Democratização do conhecimento
O treinamento obrigatório em IA representa uma democratização forçada do conhecimento tecnológico dentro das organizações. Anteriormente, as competências em IA ficavam restritas aos departamentos técnicos. Agora, desde os assistentes administrativos até os executivos seniores precisam dominar essas ferramentas.
Essa democratização tem implicações importantes. Os funcionários de áreas tradicionalmente não técnicas, como recursos humanos, marketing e finanças, descobrem que podem automatizar tarefas repetitivas e focar em atividades estratégicas. Um analista financeiro que antes gastava dias compilando relatórios pode agora gerar análises complexas em horas.
O caso do Citi ilustra essa transformação. O banco não está apenas treinando seus desenvolvedores ou cientistas de dados. Os 175 mil funcionários incluem caixas, gerentes de relacionamento, analistas de crédito e profissionais de compliance. Todos precisam entender como a IA pode otimizar seu trabalho específico.
O custo da inação
Os profissionais e as empresas que resistirem a essa transformação enfrentarão consequências graves. Os estudos indicam que as funções que exigem competências em IA já pagam salários em média 25% superiores às posições equivalentes sem essa exigência. Essa diferença tende a aumentar conforme a tecnologia se torna mais presente.
Para as empresas, o custo da inação é ainda maior. As organizações que não capacitarem suas equipes perderão competitividade rapidamente. Os concorrentes com funcionários fluentes em IA produzirão mais, com maior qualidade e menor custo. A diferença de produtividade pode determinar quais empresas sobreviverão à próxima década.
O mercado brasileiro já mostra sinais dessa divisão. As empresas que adotaram IA sistematicamente reportam ganhos de produtividade entre 20% e 40%, segundo os dados da AWS. Enquanto isso, as companhias sem estratégia clara de IA lutam para manter as margens operacionais em setores cada vez mais competitivos.
O futuro já chegou
A decisão do Citi de tornar obrigatório o treinamento em IA para todos os funcionários não é uma tendência futura. É a realidade presente que se expandirá rapidamente para todos os setores e geografias. No Brasil, onde quase metade da população já usa IA diariamente, a pressão por capacitação profissional só aumentará.

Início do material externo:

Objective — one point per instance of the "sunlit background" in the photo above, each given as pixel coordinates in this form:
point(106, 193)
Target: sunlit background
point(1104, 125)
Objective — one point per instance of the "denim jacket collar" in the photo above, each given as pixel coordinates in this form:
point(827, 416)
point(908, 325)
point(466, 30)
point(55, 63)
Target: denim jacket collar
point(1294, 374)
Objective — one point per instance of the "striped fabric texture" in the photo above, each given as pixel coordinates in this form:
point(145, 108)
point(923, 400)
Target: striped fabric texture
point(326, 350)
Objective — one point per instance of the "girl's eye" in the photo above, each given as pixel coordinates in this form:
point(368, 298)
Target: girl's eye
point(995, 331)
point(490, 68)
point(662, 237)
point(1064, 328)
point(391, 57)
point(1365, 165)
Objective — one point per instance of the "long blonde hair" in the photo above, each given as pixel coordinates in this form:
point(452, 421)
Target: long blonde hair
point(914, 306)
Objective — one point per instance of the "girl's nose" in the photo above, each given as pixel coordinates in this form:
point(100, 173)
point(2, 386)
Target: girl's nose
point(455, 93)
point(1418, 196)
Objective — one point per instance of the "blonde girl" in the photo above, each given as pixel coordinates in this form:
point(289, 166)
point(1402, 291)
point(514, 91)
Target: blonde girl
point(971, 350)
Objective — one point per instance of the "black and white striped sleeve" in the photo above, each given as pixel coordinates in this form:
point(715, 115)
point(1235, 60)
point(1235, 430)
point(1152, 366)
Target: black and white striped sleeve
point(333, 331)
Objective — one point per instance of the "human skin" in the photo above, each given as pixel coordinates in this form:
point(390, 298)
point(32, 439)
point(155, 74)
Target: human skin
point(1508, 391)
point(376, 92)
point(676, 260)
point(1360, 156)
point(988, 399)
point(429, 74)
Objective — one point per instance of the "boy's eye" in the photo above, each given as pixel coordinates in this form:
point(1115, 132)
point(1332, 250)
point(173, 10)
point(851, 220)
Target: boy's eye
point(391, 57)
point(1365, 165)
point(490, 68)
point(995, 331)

Os profissionais que investirem agora em desenvolver competências em IA garantirão relevância no mercado de trabalho dos próximos anos. Aqueles que ignorarem essa transformação correm o risco de obsolescência profissional acelerada. A escolha entre adaptar-se ou ficar para trás nunca foi tão clara.
As empresas brasileiras têm diante de si uma decisão importante. Podem seguir o exemplo de instituições como o Citi e investir massivamente na capacitação de suas equipes. Ou podem esperar que a pressão competitiva force mudanças tardias e potencialmente insuficientes. No ritmo atual de transformação tecnológica, esperar pode significar perder definitivamente o trem da história.